Application Layer/User Interface
Application Layer is where you start thinking about how to represent
your business logic to customer. If the logic is complex or involving
many consecutive requests, it is possible to create
Facades.
Reaching this point, developers should think more about clients than the
system. The major concerns should be customer's devices, UI
responsiveness, load balance, stateless or stateful session, Restful
API. This is the place for developers to showcase framework talent and
knowledge.
For this layer, the better kind of test cases is functional/integration test.
Similar as above, try your best to avoid having any business logic in Application Layer.
Why it is hard to write Unit Test in Rails?
Now, if you look back to Rails or Play framework, there is no clear
separation of layers like above. The Controllers render inputs, outputs
and may contains business logic as well. Similar behaviours applied if
you use the ServletAPI without adding any additional layer.

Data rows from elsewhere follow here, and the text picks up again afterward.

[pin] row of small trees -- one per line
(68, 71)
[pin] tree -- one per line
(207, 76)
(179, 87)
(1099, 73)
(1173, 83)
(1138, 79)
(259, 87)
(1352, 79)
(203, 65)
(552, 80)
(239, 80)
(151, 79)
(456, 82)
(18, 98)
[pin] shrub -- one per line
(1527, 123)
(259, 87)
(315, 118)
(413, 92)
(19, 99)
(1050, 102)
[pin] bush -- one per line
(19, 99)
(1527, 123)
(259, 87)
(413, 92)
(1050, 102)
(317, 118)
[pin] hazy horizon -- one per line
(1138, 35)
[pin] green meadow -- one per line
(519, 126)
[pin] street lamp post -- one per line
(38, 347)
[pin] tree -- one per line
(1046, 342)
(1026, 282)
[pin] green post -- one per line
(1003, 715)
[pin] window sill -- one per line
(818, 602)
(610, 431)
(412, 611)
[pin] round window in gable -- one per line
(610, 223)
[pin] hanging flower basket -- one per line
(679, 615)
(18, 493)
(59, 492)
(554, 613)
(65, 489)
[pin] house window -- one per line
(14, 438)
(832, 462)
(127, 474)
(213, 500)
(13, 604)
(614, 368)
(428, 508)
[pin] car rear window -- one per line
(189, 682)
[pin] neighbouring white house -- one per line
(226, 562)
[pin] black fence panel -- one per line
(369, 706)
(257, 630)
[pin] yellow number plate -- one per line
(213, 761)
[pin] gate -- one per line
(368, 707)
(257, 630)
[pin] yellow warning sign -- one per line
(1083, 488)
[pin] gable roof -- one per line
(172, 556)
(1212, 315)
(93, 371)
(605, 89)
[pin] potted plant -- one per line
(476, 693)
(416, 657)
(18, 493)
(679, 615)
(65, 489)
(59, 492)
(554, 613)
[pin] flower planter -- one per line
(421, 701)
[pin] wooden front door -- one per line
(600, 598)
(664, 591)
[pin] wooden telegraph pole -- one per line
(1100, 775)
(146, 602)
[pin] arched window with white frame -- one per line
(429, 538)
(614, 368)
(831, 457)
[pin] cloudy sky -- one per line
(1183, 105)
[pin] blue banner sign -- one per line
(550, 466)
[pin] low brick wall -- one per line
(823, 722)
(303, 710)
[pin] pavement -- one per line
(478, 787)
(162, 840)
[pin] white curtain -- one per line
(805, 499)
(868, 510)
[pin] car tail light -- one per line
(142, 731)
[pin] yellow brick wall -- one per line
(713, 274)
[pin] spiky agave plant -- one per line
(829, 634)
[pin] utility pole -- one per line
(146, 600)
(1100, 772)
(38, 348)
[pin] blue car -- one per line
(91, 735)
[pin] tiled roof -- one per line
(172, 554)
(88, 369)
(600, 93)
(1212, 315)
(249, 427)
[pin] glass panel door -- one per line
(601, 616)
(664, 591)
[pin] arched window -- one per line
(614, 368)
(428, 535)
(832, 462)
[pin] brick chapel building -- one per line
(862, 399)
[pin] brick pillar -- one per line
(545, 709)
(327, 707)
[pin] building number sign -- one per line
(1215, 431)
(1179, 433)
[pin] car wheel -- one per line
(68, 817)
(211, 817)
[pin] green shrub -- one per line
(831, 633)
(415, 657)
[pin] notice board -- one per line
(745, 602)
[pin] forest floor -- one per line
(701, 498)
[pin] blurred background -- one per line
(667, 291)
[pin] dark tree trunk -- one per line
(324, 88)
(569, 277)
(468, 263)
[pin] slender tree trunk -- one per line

The Domain object in Rails is an active record and has a tight-coupling with database schema.
Hence, for whatever unit of code that developers want to write test
cases, the inputs and output are nots POJO. This make writing Unit Test
tough.
We should not blame DHH for this design as he follow another philosophy
of software development with many benefits like simple design, low
development effort and quick feedback. However, I myself do not follow
and adopt all of his ideas for developing enterprise applications.
Some of his ideas like convention over configuration are great and did
cause a major mindset change in developers world but other ideas end up
as trade off. Being able to quickly bring up a website may later turn to
troubles implementing features that Rails/Play do not support.
Conclusion
- Unit Test is hard to write if you business logic is tight-coupling to framework.
- Focusing and developing business logic first may help you create better design.
- Each kinds of components suit different kinds of test cases.
This is my own view of Testing. If you have any other opinions, please feedback.